Re: importing data into hdfs/spark using Informatica ETL tool

2016-11-10 Thread Mich Talebzadeh
Sounds like the only option informatica has for Hadoop is connector to Hive
and as I read it it connects to Hive thrift server.

The tool is called Informatica cloud connector and it is add-on which means
that it is not part of standard informatica offering.
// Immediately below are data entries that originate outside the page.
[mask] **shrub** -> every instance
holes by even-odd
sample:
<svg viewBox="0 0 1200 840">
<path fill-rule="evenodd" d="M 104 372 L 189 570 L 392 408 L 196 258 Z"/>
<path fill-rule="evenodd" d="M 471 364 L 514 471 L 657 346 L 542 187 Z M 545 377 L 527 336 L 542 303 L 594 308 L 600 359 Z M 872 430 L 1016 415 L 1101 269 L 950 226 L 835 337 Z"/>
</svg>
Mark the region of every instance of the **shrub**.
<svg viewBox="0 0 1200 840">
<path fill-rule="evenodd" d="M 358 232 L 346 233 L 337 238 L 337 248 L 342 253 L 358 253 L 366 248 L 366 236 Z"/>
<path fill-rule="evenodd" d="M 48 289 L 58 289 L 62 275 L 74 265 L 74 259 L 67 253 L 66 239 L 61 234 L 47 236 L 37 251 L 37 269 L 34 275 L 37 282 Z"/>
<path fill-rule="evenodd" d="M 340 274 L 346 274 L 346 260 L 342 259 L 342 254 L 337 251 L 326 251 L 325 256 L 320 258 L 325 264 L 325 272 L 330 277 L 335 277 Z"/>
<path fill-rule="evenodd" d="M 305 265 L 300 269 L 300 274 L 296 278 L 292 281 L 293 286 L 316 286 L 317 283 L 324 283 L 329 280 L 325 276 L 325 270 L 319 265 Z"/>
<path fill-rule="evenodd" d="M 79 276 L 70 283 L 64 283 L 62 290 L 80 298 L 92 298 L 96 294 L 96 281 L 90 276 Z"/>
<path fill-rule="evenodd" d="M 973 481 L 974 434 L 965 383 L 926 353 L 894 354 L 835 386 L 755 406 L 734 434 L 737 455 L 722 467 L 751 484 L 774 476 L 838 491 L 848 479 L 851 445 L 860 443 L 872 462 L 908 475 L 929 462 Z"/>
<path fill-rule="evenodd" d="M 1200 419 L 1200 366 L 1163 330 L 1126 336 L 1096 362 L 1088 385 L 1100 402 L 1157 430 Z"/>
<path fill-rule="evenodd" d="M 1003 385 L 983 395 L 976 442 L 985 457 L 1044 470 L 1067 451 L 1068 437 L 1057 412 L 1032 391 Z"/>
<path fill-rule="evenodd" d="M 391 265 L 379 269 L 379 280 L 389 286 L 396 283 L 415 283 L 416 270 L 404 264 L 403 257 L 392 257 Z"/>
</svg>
anyway if we can use informatica to get data from source as  is and create
file system format (csv, etc)   as target, then those files can land on a
directory. A cron job then can put those files in HDFS directories and the
rest our choice how to treat those files. Hive external tables can be used
plus using Hive or Spark to ingest data into target tables in Hive
periodically. I will still go for ORC tables. Data. will be append only.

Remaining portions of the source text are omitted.